Ingraham’s Resignation Delayed Through August
Ingraham had previously said he would resign effective Thursday, July 19, the anniversary of his first election to the House in 1977.
But The Guardian has learnt that while he will hand in his resignation letter this morning, that resignation will not take effect until the end of August.
A delay in his resignation would allow Greg Gomez — the Free National Movement’s preferred pick to run in the North Abaco by-election — to sort out his residency issue.
On Sunday, FNM Leader Dr.

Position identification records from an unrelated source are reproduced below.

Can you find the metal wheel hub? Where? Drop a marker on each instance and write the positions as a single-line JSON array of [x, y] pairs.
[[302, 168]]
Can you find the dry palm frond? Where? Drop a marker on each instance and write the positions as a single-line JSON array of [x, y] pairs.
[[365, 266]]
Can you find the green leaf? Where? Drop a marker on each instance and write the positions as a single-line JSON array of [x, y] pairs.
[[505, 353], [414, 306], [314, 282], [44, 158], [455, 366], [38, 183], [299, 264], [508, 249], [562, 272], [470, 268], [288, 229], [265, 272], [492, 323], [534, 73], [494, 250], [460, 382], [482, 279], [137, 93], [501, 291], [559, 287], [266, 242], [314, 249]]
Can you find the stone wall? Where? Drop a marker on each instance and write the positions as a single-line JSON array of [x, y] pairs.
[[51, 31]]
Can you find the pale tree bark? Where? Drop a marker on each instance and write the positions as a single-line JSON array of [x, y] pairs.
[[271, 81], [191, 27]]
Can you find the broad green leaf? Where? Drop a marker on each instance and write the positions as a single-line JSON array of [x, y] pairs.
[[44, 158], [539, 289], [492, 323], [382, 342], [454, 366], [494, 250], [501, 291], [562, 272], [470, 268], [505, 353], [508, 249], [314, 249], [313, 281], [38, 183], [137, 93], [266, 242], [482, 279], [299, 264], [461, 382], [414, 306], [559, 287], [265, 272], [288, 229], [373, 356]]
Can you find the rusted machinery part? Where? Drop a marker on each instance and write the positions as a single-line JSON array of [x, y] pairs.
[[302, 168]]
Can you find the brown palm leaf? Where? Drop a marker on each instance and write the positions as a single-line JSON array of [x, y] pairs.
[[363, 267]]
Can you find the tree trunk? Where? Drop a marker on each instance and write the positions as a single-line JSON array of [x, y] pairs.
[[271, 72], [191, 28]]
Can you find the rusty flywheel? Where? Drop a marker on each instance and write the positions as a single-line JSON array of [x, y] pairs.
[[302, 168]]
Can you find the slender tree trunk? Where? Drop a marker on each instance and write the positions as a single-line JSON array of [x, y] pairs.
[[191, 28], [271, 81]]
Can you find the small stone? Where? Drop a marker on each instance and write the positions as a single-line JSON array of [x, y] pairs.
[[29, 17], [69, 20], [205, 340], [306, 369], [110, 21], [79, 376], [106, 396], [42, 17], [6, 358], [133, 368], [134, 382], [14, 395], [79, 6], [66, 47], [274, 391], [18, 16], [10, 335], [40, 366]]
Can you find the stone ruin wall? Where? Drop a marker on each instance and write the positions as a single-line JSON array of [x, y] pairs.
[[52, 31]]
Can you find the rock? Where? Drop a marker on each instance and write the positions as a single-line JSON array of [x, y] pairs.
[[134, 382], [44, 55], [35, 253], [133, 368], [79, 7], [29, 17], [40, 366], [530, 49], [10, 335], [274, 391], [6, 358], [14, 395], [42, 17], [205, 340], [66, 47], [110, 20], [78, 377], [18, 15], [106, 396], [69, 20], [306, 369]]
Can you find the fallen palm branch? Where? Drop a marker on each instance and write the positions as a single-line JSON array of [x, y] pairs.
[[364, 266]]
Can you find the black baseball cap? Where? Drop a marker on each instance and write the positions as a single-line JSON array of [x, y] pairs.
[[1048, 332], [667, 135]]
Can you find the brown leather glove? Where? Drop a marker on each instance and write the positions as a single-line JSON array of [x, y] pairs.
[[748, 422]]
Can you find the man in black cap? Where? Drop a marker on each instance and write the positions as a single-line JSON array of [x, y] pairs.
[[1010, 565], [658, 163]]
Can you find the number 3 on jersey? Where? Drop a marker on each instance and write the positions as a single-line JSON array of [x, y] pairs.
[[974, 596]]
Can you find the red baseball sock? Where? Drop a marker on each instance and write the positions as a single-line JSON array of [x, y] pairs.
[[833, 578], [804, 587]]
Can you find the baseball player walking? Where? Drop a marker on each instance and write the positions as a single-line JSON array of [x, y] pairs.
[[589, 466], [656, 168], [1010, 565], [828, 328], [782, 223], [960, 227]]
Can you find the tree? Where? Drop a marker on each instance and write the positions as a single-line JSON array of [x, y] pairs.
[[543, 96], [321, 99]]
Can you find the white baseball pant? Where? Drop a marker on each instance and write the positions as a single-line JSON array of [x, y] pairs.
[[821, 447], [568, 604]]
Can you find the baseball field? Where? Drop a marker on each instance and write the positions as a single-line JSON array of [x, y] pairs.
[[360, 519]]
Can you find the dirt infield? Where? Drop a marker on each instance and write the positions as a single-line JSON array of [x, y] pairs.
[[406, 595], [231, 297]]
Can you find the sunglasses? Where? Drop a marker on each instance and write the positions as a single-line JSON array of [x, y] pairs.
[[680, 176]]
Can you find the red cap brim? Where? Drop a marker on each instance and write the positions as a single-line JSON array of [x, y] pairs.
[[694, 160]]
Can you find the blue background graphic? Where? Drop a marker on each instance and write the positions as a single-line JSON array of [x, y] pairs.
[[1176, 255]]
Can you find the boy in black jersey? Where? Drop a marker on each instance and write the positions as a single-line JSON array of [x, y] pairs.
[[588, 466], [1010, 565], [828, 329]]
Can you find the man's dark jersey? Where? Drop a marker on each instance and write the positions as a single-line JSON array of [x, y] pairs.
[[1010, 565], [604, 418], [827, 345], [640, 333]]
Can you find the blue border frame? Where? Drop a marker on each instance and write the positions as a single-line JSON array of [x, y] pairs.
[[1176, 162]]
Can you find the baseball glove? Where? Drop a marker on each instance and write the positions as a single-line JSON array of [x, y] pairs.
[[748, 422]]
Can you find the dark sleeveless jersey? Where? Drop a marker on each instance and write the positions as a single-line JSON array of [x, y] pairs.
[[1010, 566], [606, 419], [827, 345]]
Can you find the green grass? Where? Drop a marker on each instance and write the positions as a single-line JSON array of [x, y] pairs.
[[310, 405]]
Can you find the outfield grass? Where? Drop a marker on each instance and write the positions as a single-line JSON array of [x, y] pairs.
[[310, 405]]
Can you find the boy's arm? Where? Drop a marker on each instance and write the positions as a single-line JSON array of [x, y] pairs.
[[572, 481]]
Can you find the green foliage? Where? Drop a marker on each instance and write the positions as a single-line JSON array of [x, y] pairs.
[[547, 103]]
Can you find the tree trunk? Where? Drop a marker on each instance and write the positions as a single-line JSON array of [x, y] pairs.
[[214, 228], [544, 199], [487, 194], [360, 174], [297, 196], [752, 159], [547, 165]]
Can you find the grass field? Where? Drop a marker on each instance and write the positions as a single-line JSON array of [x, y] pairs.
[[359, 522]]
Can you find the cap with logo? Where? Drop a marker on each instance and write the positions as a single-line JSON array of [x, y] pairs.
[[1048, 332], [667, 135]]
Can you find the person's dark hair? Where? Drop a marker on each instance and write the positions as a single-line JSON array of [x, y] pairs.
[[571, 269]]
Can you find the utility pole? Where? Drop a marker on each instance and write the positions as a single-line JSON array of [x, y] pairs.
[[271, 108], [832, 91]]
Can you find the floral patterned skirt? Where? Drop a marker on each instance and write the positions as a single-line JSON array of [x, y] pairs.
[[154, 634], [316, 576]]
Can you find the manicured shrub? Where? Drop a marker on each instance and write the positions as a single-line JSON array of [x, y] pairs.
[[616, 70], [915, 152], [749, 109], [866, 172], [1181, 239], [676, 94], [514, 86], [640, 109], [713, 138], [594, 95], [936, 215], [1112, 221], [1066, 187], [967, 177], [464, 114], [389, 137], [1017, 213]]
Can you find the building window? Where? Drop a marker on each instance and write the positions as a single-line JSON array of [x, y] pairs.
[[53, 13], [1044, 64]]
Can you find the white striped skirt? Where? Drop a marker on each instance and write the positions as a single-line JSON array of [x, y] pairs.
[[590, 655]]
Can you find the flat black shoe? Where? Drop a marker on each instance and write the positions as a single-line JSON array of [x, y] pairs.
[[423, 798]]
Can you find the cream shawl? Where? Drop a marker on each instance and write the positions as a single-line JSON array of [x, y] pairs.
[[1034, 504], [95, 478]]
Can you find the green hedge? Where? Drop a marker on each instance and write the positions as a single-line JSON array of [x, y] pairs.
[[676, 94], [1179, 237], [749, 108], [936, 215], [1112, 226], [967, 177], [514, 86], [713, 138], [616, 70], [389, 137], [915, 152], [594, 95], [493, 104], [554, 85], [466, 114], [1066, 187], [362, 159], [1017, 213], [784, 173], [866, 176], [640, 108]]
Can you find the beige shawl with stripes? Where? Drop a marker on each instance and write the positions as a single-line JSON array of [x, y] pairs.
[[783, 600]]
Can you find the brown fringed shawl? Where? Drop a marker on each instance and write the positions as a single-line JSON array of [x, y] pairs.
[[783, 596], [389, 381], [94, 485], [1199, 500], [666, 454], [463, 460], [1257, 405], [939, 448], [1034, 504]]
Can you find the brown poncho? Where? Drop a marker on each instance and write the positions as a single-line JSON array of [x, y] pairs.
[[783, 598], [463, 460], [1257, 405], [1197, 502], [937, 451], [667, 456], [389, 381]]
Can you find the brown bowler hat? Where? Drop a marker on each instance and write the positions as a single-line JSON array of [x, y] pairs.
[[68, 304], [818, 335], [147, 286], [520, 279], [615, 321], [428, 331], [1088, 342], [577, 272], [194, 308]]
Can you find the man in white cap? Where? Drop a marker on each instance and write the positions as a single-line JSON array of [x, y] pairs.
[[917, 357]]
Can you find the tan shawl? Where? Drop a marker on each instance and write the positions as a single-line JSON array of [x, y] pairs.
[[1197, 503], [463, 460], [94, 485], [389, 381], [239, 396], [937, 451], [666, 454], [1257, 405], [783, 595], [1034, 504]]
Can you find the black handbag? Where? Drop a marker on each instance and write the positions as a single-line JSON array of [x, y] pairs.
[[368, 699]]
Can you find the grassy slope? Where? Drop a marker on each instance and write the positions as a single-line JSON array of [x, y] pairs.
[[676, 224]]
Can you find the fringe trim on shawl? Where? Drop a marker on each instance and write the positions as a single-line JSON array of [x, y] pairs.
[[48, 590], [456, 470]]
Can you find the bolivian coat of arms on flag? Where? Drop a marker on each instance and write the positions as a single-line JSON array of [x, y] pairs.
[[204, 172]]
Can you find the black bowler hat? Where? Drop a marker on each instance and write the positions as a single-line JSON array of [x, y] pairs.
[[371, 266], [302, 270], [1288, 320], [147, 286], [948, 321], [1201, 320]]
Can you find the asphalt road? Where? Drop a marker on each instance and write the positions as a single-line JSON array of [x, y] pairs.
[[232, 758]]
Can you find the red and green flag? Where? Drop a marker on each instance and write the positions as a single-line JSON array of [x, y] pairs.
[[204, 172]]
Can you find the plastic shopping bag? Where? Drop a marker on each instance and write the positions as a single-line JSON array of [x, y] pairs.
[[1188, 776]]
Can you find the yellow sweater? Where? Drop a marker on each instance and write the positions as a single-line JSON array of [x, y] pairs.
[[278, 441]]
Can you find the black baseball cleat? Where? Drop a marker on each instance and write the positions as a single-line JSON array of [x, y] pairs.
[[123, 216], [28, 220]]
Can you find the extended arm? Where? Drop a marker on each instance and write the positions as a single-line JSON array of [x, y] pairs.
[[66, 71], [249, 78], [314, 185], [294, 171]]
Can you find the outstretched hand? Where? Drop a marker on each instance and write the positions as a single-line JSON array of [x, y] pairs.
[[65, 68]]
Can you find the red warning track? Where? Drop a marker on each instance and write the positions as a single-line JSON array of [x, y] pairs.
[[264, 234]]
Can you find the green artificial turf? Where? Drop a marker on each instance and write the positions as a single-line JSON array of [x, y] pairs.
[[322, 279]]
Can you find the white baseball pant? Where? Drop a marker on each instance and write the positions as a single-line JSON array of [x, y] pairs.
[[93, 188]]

Hubert Minnis confirmed that Gomez does not yet meet the constitutional requirement to run for public office.
Gomez lived in the United States up until August 2011, according to Minnis.
According to the constitution, a person who is eligible to be elected to the House of Assembly must have been an ordinary resident of The Bahamas “for a period of not less than one year immediately before the date of his nomination for election”.
The delayed resignation could provide Ingraham an opportunity to attend Parliament again and even make a farewell address as former Prime Minister the late Sir Lynden Pindling did in 1997.
The delayed resignation could also impact Prime Minister Perry Christie’s plan to hold a referendum on gambling before the end of the year.
Christie said recently that the timing of that referendum will be impacted by Ingraham’s resignation because a by-election would take priority over the referendum.
Ingraham served for 19 nonconsecutive years as leader, the longest term in the history of the FNM.